Welcome to the November Issue of HIIN The Know !
Hospital-acquired pulmonary embolism and deep vein thrombosis, otherwise known as venous thromboembolism (VTE), is one of the most common forms of preventable death in hospitals. 1 Aside from the mortality risk, VTE causes long-term, chronic conditions. 

Many hospitalized patients have risk factors for VTE, which include having more than one diagnosis or condition at the same time, recent surgery, or a lack of routine ambulation. 2 Even patients that are low risk at home may increase their risk for VTE in the hospital unless efforts are made to consistently assist patients to be out of bed and mobile.

While many hospitalized patients carry at least some risk of VTE, appropriate prophylaxis treatment is not always prescribed or carried out. 3 Common barriers to implementing appropriate preventative treatment include:
  • Lack of awareness of risk.
  • Conflicting guidelines for prophylaxis treatment.
  • An underestimation of the risk of harm from clot development.
  • An overestimation of the risk of harm from bleeding risks associated with preventative measures.

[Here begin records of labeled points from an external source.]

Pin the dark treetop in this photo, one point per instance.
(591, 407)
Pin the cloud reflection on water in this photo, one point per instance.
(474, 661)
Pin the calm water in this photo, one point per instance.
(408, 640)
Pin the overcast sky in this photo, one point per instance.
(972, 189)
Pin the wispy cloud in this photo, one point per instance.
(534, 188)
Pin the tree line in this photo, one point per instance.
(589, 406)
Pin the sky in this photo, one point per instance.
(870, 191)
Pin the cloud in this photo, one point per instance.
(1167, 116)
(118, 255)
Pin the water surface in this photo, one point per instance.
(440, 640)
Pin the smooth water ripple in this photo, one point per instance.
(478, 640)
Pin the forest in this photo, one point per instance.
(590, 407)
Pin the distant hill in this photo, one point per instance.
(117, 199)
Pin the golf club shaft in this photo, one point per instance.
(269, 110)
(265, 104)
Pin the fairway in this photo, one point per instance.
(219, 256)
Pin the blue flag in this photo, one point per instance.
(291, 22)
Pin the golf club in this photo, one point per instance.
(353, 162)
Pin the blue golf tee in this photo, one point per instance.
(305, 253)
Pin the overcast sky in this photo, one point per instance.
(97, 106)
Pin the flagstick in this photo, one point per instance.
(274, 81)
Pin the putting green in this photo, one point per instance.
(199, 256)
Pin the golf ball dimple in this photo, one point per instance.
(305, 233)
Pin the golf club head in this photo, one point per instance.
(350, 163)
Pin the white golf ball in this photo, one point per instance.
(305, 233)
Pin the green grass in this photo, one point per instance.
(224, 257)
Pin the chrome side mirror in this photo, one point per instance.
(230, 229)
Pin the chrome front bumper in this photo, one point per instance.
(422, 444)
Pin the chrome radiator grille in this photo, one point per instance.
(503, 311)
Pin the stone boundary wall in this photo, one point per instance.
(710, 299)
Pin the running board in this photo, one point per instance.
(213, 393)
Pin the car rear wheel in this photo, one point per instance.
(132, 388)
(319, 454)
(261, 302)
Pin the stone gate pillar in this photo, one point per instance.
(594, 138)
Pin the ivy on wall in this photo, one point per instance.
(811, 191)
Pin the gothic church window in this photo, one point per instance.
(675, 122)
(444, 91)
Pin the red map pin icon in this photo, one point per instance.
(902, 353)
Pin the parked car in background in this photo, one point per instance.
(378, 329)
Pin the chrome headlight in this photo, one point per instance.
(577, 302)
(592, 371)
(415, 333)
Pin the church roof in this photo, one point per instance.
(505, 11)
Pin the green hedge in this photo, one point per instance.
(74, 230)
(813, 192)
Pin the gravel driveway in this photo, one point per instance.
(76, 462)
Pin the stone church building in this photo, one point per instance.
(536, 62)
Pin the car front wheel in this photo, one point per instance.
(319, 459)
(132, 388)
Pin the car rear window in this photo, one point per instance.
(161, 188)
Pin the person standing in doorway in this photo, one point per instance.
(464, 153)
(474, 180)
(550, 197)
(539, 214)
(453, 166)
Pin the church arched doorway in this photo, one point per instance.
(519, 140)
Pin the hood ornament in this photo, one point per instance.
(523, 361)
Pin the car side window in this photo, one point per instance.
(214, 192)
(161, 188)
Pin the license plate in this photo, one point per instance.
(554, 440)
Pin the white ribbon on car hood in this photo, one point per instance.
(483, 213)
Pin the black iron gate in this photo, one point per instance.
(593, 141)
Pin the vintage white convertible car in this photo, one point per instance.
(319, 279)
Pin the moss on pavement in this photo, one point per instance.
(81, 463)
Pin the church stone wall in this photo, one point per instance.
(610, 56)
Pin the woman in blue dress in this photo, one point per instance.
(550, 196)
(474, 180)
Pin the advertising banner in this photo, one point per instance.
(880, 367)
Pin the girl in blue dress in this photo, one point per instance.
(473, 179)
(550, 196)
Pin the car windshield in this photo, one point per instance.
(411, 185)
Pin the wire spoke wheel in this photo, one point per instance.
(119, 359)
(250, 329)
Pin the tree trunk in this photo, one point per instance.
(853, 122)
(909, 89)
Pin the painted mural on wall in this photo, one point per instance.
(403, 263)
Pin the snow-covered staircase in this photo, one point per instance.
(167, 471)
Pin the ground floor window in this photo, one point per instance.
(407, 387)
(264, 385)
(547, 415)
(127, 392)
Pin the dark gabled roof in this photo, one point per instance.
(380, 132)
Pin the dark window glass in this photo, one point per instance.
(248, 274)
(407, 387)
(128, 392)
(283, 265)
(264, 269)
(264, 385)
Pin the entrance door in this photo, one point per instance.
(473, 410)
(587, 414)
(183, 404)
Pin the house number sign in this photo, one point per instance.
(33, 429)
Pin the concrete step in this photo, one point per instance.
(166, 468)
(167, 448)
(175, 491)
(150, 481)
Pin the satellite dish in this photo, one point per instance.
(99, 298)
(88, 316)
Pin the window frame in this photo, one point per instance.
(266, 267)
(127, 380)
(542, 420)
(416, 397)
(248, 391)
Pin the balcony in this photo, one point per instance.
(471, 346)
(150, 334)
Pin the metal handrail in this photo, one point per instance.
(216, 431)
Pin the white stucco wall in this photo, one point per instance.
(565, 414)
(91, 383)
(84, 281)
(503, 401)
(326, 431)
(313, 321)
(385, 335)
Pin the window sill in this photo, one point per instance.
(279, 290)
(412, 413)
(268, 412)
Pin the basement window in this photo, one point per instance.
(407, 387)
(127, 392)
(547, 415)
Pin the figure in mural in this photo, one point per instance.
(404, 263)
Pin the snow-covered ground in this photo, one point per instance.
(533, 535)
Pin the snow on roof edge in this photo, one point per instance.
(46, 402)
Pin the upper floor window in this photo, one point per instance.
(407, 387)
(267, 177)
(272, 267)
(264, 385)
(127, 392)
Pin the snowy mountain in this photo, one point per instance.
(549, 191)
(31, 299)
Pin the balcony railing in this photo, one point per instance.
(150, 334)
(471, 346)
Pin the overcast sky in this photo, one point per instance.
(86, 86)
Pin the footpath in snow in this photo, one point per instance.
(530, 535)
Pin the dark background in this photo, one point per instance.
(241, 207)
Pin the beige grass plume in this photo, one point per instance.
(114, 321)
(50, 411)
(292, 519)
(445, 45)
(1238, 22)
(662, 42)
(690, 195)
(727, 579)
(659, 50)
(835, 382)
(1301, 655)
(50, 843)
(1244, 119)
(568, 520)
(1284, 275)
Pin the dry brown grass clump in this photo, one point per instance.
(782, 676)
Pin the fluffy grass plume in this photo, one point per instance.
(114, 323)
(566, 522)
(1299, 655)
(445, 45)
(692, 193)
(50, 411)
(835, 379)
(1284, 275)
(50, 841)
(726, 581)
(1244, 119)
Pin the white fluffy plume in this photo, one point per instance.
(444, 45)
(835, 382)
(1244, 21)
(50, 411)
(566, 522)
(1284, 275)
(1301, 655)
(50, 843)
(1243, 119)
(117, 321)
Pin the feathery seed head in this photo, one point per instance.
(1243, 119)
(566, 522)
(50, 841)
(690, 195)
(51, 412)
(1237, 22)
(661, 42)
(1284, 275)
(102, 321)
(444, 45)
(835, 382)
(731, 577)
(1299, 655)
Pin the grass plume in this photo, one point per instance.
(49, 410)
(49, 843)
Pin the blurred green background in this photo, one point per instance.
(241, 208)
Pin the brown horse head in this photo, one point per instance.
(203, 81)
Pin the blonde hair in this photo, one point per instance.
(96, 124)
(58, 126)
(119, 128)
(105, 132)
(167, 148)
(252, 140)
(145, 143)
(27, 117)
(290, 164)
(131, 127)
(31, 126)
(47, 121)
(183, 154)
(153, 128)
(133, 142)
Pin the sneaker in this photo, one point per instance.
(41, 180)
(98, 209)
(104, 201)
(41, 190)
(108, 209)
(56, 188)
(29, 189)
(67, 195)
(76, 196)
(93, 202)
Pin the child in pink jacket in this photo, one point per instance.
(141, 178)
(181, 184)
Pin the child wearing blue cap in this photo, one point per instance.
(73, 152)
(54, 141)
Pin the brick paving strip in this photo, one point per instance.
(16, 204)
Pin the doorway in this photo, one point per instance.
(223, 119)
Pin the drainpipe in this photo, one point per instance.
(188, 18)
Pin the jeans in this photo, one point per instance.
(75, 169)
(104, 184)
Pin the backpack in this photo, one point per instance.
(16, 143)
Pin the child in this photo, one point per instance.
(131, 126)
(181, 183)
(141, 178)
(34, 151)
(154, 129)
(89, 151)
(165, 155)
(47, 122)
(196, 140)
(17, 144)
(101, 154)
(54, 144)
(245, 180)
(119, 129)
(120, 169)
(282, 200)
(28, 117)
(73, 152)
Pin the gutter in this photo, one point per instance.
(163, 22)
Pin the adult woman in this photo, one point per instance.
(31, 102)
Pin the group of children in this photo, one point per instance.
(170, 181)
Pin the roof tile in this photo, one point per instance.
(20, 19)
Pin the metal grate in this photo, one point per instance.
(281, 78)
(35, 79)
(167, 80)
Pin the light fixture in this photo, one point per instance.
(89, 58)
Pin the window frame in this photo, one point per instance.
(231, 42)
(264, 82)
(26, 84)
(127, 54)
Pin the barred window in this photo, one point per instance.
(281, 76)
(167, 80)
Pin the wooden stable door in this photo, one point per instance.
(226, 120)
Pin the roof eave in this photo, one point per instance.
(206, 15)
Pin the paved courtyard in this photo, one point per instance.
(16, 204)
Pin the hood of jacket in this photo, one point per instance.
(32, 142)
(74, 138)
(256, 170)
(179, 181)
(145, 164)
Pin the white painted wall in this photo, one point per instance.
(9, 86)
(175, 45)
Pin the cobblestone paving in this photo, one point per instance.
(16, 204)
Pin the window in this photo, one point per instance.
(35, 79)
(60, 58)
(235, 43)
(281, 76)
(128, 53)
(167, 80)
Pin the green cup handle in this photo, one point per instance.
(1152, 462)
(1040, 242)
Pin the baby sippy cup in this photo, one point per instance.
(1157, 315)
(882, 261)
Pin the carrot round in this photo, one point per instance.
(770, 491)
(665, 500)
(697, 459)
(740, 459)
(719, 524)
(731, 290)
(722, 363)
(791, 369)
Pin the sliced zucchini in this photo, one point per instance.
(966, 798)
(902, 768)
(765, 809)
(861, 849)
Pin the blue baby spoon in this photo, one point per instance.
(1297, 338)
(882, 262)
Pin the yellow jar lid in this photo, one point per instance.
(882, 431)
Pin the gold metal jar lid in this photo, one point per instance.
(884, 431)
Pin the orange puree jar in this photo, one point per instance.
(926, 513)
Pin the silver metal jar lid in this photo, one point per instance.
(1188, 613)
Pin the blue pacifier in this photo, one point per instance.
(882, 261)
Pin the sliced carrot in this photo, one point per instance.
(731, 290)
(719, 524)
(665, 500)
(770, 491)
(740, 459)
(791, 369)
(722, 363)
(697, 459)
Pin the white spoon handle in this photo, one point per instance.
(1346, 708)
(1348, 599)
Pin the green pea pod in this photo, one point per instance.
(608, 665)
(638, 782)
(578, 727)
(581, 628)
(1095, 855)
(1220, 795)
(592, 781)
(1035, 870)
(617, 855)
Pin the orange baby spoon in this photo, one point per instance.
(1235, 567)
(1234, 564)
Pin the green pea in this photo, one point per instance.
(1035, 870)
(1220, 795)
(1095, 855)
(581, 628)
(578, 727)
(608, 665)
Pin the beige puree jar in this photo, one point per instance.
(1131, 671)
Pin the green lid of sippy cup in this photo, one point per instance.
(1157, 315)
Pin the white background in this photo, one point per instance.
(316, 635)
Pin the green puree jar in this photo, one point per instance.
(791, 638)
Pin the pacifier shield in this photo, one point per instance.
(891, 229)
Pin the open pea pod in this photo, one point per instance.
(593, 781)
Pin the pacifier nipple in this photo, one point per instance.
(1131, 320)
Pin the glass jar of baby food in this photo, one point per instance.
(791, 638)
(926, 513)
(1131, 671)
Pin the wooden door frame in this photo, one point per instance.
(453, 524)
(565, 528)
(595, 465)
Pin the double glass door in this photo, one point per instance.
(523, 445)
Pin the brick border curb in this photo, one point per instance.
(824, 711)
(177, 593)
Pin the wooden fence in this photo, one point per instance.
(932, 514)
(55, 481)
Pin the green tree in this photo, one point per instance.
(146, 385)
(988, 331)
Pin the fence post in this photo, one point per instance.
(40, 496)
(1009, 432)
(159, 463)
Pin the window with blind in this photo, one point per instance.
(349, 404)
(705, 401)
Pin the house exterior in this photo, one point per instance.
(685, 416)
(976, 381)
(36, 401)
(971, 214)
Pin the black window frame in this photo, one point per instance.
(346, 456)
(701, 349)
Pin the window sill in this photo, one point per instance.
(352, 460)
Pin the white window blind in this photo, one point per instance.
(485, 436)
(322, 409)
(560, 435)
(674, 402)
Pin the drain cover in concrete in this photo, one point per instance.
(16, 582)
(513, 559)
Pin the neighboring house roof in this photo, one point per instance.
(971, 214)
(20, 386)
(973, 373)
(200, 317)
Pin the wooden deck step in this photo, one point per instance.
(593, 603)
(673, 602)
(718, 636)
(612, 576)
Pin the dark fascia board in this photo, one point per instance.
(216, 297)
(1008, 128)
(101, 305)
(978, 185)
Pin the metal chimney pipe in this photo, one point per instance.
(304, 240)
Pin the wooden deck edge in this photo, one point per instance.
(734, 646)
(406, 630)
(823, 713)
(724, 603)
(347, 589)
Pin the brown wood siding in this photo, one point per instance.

There is strong evidence to support that prevention of hospital-acquired VTE requires a multi-faceted strategy to ensure that protective measures are carried out reliably for all applicable patients. 4

  1. Rathbun S. The surgeon general’s call to action to prevent deep vein thrombosis and pulmonary embolism. Circulation. 2009:119(15): 480–482.
  2. Clagett GP, Anderson FA Jr, Heit, JA, et al. Prevention of venous thromboembolism. Chest. 1995:108(4 Suppl):312S–334S.
  3. Tapson VF, Hyers TM, Waldo AL, et al. Antithrombotic therapy practices in U.S. hospitals in an era of practice guidelines. Archives of Internal Medicine. 2005:165(13): 1,458–1,464.
  4. Maynard G. Designing and implementing effective VTE prevention protocols: lessons from collaboratives. Journal of Thrombosis and Thrombolysis, 2010:29(2): 159–166.
HSAG HIIN Hospitals' Current VTE Performance
The information below indicates the HSAG HIIN current VTE performance.
Improvement Tools and Resources
HSAG HIIN VTE Field Guide
This field guide contains valuable VTE information, including the VTE measure, the harm impact of VTE, known improvement strategies, and resources. Click here to view the field guide.
SHM—The VTE Toolkit
This Society for Hospital Medicine (SHM) toolkit offers an implementation guide and a provider VTE treatment continuing medical education webinar series. Click here to view the toolkit.
AHRQ—Preventing Hospital-Associated VTE
This Agency for Healthcare Research and Quality (AHRQ) guide targets failure modes in the process of preventing VTE in hospital settings and provides improvement teams with field-tested strategies and tools to enhance their chances of success. Click here to view the guide.
ScienceDirect—Antithrombotic Therapy for VTE Disease: CHEST Guideline and Expert Panel Report
This guideline includes evidence-based practices in VTE prevention and gives staff members the opportunity to learn effective VTE practices. Click here to view the guideline.
The Data Advantage Corner
Coming Soon—Hospital Readmission Reports
To continue monitoring progress on readmissions, HSAG HIIN will be disseminating another readmission report later this month. The readmission report will provide a summary of your hospital’s Medicare fee-for-service readmission data through Q2 2018 and provide overall and stratified readmission rates, allowing your hospital to identify key areas of focus
and improvement.
Upcoming Events and Education
Patient and Family Engagement (PFE)
Think Tank
Tuesday, November 13, 2018
12 noon to 1 p.m. PT
Reducing Readmissions with PFE Using Teach-Back
Thursday, November 15, 2018
12 noon to 1 p.m. PT
VTE Best Practices and Strategies
Successful strategies in the work toward reducing VTE rates include the following:

1. Standardized risk assessments for every hospitalized patient:
  • Use one process for assessing all patients at admission and at standardized times throughout their inpatient stays (change in status, following surgery, and change in level of care).
2. Risk-based prophylaxis:
  • Use standardized order sets that allow for risk-based prescribing of mechanical and chemoprophylaxis, when indicated.
3. Concurrent surveillance of risk factors and concomitant prophylaxis for patients in the hospital:
  • Implement a real-time check of all or certain population groups within the hospital (those without ambulation orders, ICU only, or those identified as high-risk for VTE) to cross check the accuracy of the VTE risk assessment versus the appropriateness of the ordered intervention, also known as “measure-vention.”